ワールドマラソンメジャーズについて語るときに私の語ること~ニューヨークシティマラソン編~

みなさんいかがお過ごしでしょうか?
前回のプロローグから少し時間が経ってしまいましたが、ここからはじまるニューヨークシティマラソン編を楽しみにして頂いていたら嬉しく思います。
さぁ、2013年11月へタイムスリップ!

2013年11月2日。土曜日。大会前日に私はニューヨークへ到着しました。今思うと2泊4日の強行軍は、初海外マラソンで、怖いもの知らずだったからこそできた計画であったように思います。これからチャレンジする人にアドバイスしたいのは、現地に到着してからレースまで、少なくとも中1日の余裕をもったプランにすることです。長時間のフライト後、時差ボケのままのフルマラソンは単純にキツイです。
しかも私はニューヨークへ旅立つ2週間ほど前のこと、練習中に雨上がりの路上で足首をひどく捻挫してしまい、そこからは走るのは当然無理、歩くのがやっとの状態でした。痛みや腫れがようやくなくなってきたとはいえ、本当にフルマラソンを走れるかな?という不安もあり、憧れのニューヨーク、恋い焦がれたニューヨークに降り立ったというのに、長時間のフライトや時差ボケのせいだけじゃなく、正直晴れやかな気持ちというわけにはいかなかったのです。
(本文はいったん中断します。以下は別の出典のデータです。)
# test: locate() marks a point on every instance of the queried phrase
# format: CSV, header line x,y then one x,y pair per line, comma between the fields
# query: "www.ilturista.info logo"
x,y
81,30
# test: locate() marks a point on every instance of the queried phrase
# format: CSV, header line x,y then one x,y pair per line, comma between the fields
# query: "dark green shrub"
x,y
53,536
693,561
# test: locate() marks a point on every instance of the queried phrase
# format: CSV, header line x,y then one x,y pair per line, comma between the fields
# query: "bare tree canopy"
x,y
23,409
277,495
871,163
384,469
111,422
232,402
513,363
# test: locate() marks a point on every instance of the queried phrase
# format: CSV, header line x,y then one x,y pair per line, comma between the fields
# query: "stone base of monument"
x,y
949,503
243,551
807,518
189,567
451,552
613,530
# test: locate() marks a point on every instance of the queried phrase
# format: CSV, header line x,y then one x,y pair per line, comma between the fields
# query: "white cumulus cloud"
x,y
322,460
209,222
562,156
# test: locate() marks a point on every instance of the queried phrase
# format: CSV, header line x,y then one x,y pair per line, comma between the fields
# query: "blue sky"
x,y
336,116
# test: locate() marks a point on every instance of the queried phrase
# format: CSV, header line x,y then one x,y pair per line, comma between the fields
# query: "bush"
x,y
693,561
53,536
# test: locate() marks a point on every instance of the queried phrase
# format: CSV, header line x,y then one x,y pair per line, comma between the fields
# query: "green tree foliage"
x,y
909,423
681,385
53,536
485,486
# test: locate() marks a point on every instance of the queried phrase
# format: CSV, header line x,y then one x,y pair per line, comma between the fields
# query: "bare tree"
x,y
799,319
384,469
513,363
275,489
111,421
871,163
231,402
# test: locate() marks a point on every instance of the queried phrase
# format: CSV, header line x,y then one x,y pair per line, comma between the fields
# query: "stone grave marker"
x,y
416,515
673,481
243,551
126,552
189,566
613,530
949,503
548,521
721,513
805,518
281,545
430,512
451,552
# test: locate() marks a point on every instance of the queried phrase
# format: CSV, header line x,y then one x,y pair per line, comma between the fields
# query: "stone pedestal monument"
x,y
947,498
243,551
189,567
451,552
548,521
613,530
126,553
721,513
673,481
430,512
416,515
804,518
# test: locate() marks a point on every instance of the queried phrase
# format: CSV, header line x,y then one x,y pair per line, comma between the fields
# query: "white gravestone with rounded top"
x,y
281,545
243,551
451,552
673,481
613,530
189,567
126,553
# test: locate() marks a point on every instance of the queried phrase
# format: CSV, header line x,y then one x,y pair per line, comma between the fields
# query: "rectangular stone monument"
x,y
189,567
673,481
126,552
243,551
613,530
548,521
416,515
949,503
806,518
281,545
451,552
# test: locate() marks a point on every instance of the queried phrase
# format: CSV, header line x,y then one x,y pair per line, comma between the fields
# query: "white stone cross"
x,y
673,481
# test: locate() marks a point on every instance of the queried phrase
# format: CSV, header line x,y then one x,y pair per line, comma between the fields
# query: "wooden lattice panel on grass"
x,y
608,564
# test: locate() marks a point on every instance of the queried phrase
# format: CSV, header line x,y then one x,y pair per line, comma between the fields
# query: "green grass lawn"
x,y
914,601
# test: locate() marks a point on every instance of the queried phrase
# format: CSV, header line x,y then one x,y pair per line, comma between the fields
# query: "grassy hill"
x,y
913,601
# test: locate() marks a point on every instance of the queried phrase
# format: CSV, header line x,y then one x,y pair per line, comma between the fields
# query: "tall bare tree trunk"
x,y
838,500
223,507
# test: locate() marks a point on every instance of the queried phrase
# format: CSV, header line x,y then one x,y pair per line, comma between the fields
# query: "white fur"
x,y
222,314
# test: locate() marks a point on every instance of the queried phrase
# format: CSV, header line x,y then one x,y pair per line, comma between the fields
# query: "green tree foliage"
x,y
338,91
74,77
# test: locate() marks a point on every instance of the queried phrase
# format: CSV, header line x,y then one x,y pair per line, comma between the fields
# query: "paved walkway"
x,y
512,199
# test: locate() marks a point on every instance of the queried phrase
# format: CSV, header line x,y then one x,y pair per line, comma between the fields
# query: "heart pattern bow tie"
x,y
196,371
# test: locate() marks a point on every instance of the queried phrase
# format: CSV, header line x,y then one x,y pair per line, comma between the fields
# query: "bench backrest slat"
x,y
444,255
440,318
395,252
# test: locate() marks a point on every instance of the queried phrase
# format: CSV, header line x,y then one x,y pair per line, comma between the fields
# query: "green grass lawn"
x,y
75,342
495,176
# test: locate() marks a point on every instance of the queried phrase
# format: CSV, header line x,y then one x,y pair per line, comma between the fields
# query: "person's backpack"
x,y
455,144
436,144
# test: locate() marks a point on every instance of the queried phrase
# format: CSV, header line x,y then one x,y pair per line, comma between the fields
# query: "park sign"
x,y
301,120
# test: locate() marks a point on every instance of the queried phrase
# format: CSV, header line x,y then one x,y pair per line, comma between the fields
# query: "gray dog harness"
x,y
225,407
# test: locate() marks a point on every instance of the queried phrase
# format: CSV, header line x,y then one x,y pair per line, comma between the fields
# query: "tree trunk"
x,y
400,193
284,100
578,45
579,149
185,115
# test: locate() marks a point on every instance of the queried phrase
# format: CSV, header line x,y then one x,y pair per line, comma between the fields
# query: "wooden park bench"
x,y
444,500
ところで、みなさんはニューヨークといえば何を思い浮かべますか?
自由の女神
マンハッタン 五番街
ミュージカル エンターテインメント 美術館
セントラルパーク
タイムズスクエア
テレビでよく映し出される大スクリーンのある街角
野球 ニューヨークヤンキース
The アメリカ!というイメージ
など、いろいろあるかと思います。

私の場合まず思い浮かぶのが、フランクシナトラさんが歌った大ヒット曲『ニューヨーク・ニューヨーク』。

【歌詞和訳】
ニュースを広めよう。
僕は今日出発するんだ。
街に溶け込みたいんだ。
ニューヨーク、ニューヨーク。

このベガバンシューズが
彷徨いたがっている。
街のど真ん中を通って、
ニューヨーク、ニューヨーク。

僕は目覚めたい、眠らない街で。
そして、街の頂点に立つんだ。
群衆の上に。
この街のブルースが
溶けてなくなっている。
真新しいスタートをするんだ、
古いニューヨークで。
もしそこで成功できるなら、
僕はどこでも成功できるだろう。
君次第だよ。
ニューヨーク、ニューヨーク。

ニューヨーク、ニューヨーク。
僕は目覚めたい、眠らない街で。
そして、僕がナンバー・ワンなんだ、
リストの一番上、山の頂点、
ナンバー・ワン。

この街のブルースが
溶けてなくなっている。
真新しいスタートをするんだ、
古いニューヨークで。
もしそこで成功できるなら、
僕はどこでも成功できるだろう。
君次第だよ。
ニューヨーク、ニューヨーク。

いかがですか?なんだかちょっと時代遅れ?
いやいや、この男らしい野心丸出しの感じがとてもニューヨークらしいというか、アメリカンドリームそのものを歌っていて、このギラギラした感じがとても好き。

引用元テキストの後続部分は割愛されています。